Верёвки упали на землю. Ковальский принялся разминать затёкшие руки.
Боярин прищурился. Дуня, хорошо знавшая отца, поняла – батюшка что-то задумал. Что-то хитрое, но не жестокое.
- Я благодарен тебе за спасение дочки, - сказал хозяин. – Пойдём, отпразднуем? Выпьем, попируем… Ты, наверное, голоден? Не бойся, не отравлю!..
Ковальский кивнул. В его серых, с золотым ободком глазах благодарность сменилась безразличием. Пленный гость поднялся на крыльцо. За ним шёл хозяин, а за хозяином – отличившиеся холопы и переводчик. Все пятеро скрылись в доме.
5.
Дуня притаилась под окном трапезной и обратилась в слух.
- Слушай, малый, ты же хороший человек! Что у тебя общего с этими выродками?
- Родина! Польша!
- И ты хочешь, чтобы твою родину дальше позорили? Подставляй чарку!
- Не надо… Мне хватит…
- Не противься! Уважь хозяина! Слушай, я всегда восхищался воинским искусством Запада… Нам до вас, как до луны… Так каким оружием располагает твоя хоругвь?
- До луны… Скажешь тоже… Не так-то плохо вы воюете… Ну, что там… Три пушки, десять мушкетов…
- На Москву путь держите?
- Нет, на Рязань…
- Когда?
- Послезавтра… Пся крев!..
Обеспокоенная Дуня заглянула в окно. Её спаситель сидел, закрыв лицо руками. Плечи поляка вздрагивали. Отец наклонился над пленником, как знахарь над болящим, и, похоже, утешал его.
- Ну что ты, парень… проболтался, и ладно. Это водка тебе язык развязала. Молчал бы – пришлось бы пороть, а то и вовсе пытать. Обратно тебе всё равно ходу не было… Из-за Дуньки…

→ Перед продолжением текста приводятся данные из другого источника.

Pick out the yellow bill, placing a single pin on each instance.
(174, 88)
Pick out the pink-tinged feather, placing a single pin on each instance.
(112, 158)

Пленник отнял руки от лица. Надо же, удивилась Дуня. Ревёт… Но презрения к рохле-избавителю не было. А вот жалость кольнула.
Ковальский тем временем протёр глаза и постарался придать голосу твёрдость.
- Что теперь со мной будет?
- На выкуп, говоришь, денег нету, - поскрёб в бороде боярин. – Что ж… Придётся тебе работать.
Ковальский покраснел.
- В холопы берёшь?!..
- Да нет. Во-первых, ты дворянин. Во-вторых, Дуньку спас. Так что продавать, менять или пороть не буду. Решу наказать – на хлеб и воду посажу, под замок. После войны, может, и домой отпущу. Но не раньше. Сбежишь – убью.
- Поймай сперва! – огрызнулся Ковальский.
- Да ладно, уже поймал. Но если кто издеваться начнёт – говори мне. Мокрое место оставлю. Итак, умеешь ты делать что-нибудь полезное?
- Я дома ковкой оружия увлекался. Сабли, ножи, палаши и тому подобное.
- Отлично. Завтра покажешь своё искусство. А пока отоспись. Кстати, - боярин запнулся, - может, тебе бабу подобрать?
- А что, - Збых помедлил. – Найдётся желающая?
- Да кто её спросит?
- Я спрошу.
- Ух ты… Ладно, выберу ту, которую вами, ляхами, не обожгло. А теперь иди. Тебя проводят.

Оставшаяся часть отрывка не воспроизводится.